- Born: December 21, 1933 Jackson, Ohio
- Died: September 20, 2018 (aged 84) Portola Valley, California
- Occupations: Researcher, scholar
- Partner: David A. Brewer

Academic background
- Education: Transylvania College; Stanford University
- Alma mater: Stanford University

Academic work
- Institutions: Stanford University Press, Pacific Lutheran College, Cañada College
- Main interests: Women as inventors
- Notable works: Mothers and Daughters of Invention

= Autumn Stanley =

American patent historian (1933–2018)

Autumn Stanley (1933–2018) researched inventions by women and patents obtained by women in the United States. She is widely known for her book titled, Mothers and Daughters of Invention.

==Early life and education==
Autumn Joy Stanley was born in Vinton County, Ohio, on December 21, 1933. She attended Transylvania College (now Transylvania University) and graduated in 1955 with a bachelor's degree. She then pursued a master's degree in English and American Literature from Stanford University, which she received in 1967.

==Career==
Stanley began her immediate post college working at Stanford University Press as an editor of scholarly books from 1969 to 1974. She then worked at Wadsworth Publishing Company developing science textbooks from 1974 to 1980. She taught at Pacific Lutheran College in the 1957–1958 term, and at Cañada College in 1969–1970. From 1984 to 1988 she was an affiliated scholar of the Institute for Research on Women and Gender at Stanford University.

==Women inventors==
Stanley is best known for her studies of women inventors and her book on that topic: Mothers and Daughters of Invention. The book covers the history of inventions by women from ancient times to the beginning of the 20th century. In the book she demonstrates that there were many inventions by women although these inventors are not included in most histories of science and technology. Among the inventions were safety mechanisms, such as the gravity-safety elevator which secured the elevator shaft so that one could not fall into it, a fire escape, and an anti-derailment device for railroad trains. For one aspect of her study she made use of a document compiled by the US Patent Office in 1888 that was a list of patents obtained by women, covering the years 1790–1888. She discovered that the list was inaccurate, yet the information needed to create an accurate count of women's patents was also not available.

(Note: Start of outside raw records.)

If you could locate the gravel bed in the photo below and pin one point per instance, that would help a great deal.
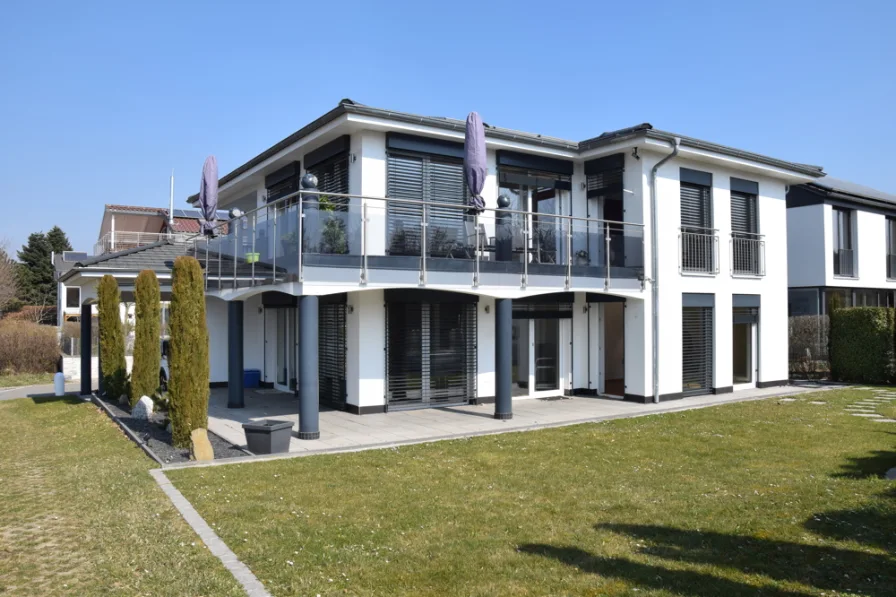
(159, 440)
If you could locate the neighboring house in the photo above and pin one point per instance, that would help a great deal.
(841, 240)
(391, 294)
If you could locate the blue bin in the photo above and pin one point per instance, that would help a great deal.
(251, 378)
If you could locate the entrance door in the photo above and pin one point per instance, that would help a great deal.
(743, 352)
(286, 350)
(538, 360)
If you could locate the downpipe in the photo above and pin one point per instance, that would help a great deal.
(654, 268)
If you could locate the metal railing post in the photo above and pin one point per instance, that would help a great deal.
(236, 252)
(301, 226)
(363, 242)
(568, 254)
(607, 251)
(526, 234)
(476, 254)
(423, 227)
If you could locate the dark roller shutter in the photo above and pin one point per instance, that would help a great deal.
(331, 349)
(695, 206)
(696, 356)
(430, 353)
(332, 177)
(405, 180)
(424, 177)
(743, 213)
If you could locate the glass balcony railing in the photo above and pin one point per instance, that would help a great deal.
(309, 234)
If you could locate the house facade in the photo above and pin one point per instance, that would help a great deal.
(841, 242)
(371, 286)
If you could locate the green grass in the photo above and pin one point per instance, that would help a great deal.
(80, 514)
(15, 380)
(760, 498)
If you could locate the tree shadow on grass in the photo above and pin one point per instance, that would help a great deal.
(875, 464)
(684, 582)
(824, 567)
(47, 398)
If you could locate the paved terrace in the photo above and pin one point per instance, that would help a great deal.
(341, 431)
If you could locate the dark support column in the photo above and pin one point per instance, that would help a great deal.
(503, 351)
(309, 405)
(86, 381)
(235, 354)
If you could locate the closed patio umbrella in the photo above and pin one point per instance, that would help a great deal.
(208, 196)
(475, 168)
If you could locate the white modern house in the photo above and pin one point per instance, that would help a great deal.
(841, 241)
(638, 264)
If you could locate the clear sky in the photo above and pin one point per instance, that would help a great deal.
(100, 100)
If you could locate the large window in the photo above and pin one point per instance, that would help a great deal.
(72, 297)
(698, 239)
(844, 251)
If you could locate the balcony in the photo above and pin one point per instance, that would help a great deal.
(314, 237)
(112, 242)
(845, 263)
(747, 254)
(699, 249)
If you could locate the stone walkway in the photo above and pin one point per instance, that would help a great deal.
(867, 407)
(341, 431)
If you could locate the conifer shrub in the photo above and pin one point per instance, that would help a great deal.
(113, 367)
(147, 331)
(188, 387)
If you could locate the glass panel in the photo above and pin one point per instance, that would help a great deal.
(520, 358)
(547, 354)
(743, 352)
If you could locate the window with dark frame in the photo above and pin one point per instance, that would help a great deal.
(844, 253)
(72, 297)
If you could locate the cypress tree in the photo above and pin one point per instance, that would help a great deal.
(58, 240)
(112, 362)
(188, 360)
(147, 356)
(36, 282)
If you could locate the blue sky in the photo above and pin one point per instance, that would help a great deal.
(100, 100)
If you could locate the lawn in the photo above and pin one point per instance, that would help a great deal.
(14, 380)
(81, 515)
(760, 498)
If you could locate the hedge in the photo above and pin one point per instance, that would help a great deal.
(147, 331)
(113, 366)
(188, 387)
(861, 344)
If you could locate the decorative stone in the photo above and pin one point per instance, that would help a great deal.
(200, 447)
(143, 409)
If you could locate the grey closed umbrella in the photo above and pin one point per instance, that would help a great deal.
(475, 167)
(208, 196)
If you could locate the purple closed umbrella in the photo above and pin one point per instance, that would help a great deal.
(208, 196)
(475, 168)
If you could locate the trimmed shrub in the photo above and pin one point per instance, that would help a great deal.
(113, 367)
(188, 387)
(861, 344)
(147, 329)
(27, 347)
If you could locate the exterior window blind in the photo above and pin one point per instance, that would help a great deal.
(332, 177)
(430, 353)
(697, 345)
(743, 213)
(331, 358)
(423, 177)
(696, 207)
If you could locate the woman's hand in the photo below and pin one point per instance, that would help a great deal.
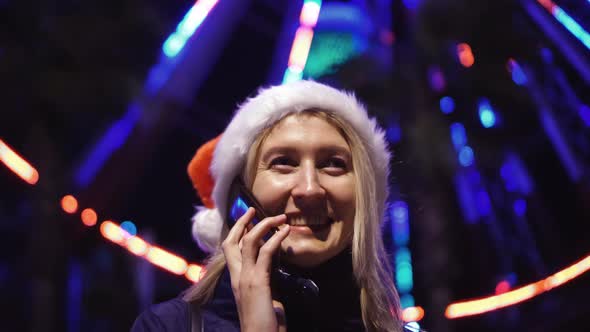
(249, 262)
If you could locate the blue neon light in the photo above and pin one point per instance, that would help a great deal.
(573, 26)
(486, 114)
(466, 156)
(447, 105)
(466, 197)
(518, 75)
(112, 140)
(407, 300)
(484, 204)
(519, 207)
(515, 175)
(173, 45)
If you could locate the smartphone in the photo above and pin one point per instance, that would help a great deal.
(240, 199)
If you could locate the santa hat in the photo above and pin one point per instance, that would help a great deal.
(219, 161)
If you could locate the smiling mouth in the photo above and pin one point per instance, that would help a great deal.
(315, 223)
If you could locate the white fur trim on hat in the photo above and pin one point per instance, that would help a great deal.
(267, 107)
(207, 228)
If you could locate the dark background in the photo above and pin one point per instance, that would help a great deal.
(69, 71)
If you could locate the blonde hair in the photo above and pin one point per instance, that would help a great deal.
(379, 299)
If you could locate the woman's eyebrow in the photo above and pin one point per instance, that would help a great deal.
(290, 150)
(279, 149)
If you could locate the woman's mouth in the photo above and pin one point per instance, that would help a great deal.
(304, 224)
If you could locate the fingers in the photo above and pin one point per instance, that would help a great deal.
(237, 231)
(231, 245)
(267, 251)
(252, 239)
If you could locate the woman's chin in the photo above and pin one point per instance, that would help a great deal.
(306, 253)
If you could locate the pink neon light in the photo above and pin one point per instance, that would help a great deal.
(479, 306)
(167, 260)
(548, 4)
(301, 46)
(17, 164)
(412, 314)
(155, 255)
(309, 14)
(502, 287)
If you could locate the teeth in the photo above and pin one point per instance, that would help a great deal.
(308, 221)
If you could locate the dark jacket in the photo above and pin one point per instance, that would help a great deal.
(336, 309)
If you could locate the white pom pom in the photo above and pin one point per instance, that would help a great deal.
(207, 228)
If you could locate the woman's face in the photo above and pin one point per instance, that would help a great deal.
(305, 171)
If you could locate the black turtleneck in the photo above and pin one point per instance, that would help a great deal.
(336, 308)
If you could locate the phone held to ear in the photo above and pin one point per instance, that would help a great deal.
(240, 199)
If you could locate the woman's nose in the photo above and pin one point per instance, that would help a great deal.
(308, 189)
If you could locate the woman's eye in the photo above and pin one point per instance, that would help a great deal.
(282, 161)
(335, 163)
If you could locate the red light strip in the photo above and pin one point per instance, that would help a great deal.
(155, 255)
(480, 306)
(17, 164)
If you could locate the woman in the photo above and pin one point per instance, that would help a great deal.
(318, 166)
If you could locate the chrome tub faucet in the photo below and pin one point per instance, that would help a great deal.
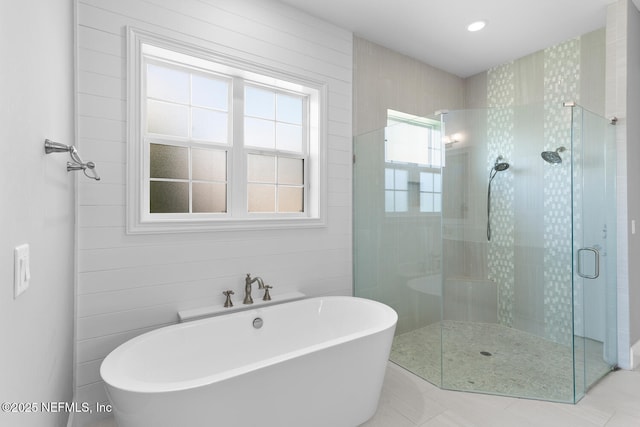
(248, 281)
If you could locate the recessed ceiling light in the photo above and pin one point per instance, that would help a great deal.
(476, 26)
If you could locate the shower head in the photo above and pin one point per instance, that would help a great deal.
(500, 165)
(553, 157)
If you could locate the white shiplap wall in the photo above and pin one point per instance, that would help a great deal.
(129, 284)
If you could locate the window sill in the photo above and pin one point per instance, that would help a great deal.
(187, 226)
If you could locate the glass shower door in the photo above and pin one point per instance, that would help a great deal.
(594, 248)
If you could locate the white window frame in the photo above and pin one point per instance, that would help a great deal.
(139, 220)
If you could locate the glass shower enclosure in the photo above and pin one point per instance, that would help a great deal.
(492, 233)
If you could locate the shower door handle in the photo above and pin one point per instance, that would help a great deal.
(596, 257)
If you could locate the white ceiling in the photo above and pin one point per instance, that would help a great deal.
(434, 31)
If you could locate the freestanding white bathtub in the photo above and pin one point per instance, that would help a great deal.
(315, 362)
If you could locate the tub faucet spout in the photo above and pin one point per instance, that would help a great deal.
(247, 287)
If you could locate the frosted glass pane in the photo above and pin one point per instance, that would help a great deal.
(389, 205)
(259, 133)
(168, 161)
(426, 202)
(208, 92)
(388, 179)
(289, 137)
(402, 202)
(262, 198)
(209, 165)
(261, 168)
(209, 125)
(401, 179)
(290, 171)
(259, 103)
(289, 109)
(168, 197)
(426, 181)
(209, 197)
(167, 83)
(167, 119)
(290, 199)
(437, 202)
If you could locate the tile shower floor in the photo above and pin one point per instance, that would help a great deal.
(491, 358)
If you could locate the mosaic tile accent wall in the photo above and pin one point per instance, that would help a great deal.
(561, 82)
(500, 140)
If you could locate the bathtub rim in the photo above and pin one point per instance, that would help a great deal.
(112, 378)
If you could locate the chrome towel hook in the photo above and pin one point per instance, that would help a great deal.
(77, 163)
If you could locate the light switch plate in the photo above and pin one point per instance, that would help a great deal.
(21, 270)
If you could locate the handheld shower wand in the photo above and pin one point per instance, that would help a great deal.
(499, 166)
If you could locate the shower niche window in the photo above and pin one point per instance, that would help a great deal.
(413, 158)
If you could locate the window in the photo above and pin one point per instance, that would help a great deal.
(218, 143)
(413, 157)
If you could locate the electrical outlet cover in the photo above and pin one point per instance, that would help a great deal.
(21, 271)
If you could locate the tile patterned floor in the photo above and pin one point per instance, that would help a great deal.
(409, 401)
(491, 358)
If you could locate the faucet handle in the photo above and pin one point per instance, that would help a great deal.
(267, 297)
(228, 302)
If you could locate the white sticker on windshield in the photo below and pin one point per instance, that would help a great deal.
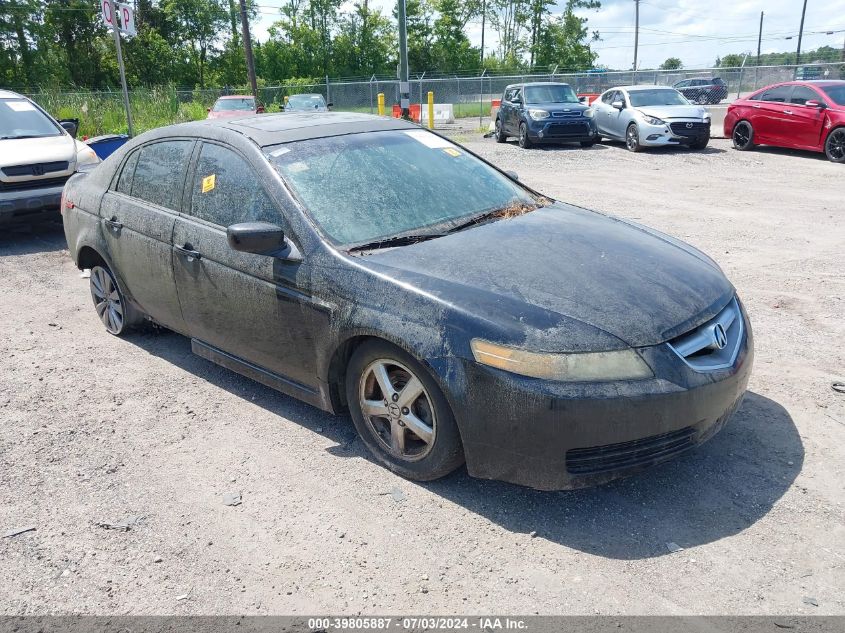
(428, 139)
(21, 106)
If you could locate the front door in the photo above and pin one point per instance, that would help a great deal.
(138, 215)
(249, 306)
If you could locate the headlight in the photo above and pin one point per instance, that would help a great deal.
(589, 366)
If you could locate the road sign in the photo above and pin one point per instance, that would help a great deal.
(124, 13)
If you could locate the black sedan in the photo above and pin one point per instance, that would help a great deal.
(364, 264)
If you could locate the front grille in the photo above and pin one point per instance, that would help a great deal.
(36, 169)
(697, 129)
(27, 185)
(715, 344)
(642, 452)
(574, 128)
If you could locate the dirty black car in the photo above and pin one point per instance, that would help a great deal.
(544, 113)
(364, 264)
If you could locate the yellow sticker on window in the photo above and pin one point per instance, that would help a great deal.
(208, 183)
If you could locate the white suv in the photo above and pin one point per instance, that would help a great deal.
(37, 156)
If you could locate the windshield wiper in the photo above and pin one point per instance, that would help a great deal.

She undertook the study of all patents in 1876 in the USPTO files in an attempt to clarify the discrepancies and discovered patentees with presumably female names but that were not included in the USPTO report. She concluded, based on her sample, that the list of over 5,500 women was lacking possibly as many as 1,500 entries.

==Writings in women's studies (selected)==

- Mothers and daughters of invention: Notes for a revised history of technology. Rutgers University Press, 1995. ISBN 9780813521978
- "Daughters of Isis, daughters of Demeter: When women sowed and reaped." Women's Studies International Quarterly, 1981, 4(3), 289–304.
- "Once and future power: Women as inventors." In: Women's Studies International Forum, Vol. 15, No. 2, pp. 193–203, January, 1992.
- Raising More Hell and Fewer Dahlias: The Public Life of Charlotte Smith, 1840-1917. Lehigh University Press, 2009. ISBN 9780934223997
- “The Champion of Women Inventors.” American Heritage of Invention & Technology 8, no. 1, Summer 1992, pp22–26.
- “The Patent Office Clerk as Conjurer: The Vanishing Lady Trick in a Nineteenth-Century Historical Source,” in Women, Work, and Technology: Transformations, edited by Barbara Drygulski Wright et al. Ann Arbor: University of Michigan Press, 1987: 118–136. ISBN 9780472063734
- Hopkins, Patrick D, Autumn Stanley, Ruth S. Cowan, Michèle Martin, and Virginia Scharff. Sex/machine: Readings in Culture, Gender, and Technology. Bloomington: Indiana University, 1998. ISBN 9780253334411
- Stanley, Autumn (1992). "Scribbling Women as Entrepreneurs: Kate Field (1838-96) and Charlotte Smith (1840-1917)"
- Stanley, Autumn (1982). "Charlotte Smith"

==Other books==
Stanley also wrote books for children, working with various illustrators.

- "Marcie's daffodil" (2010)
- "Mainder the buttercup" (1977)
- "The enchanted quill" (1978)

Her other interest was cooking, and she wrote cookbooks.
- Asparagus: The Sparrowgrass Cookbook. Seattle: Pacific Search Press, 1977.

==Personal life==
Stanley had four children. Her long-term companion preceded her in death. Stanley died in 2018 on September 20.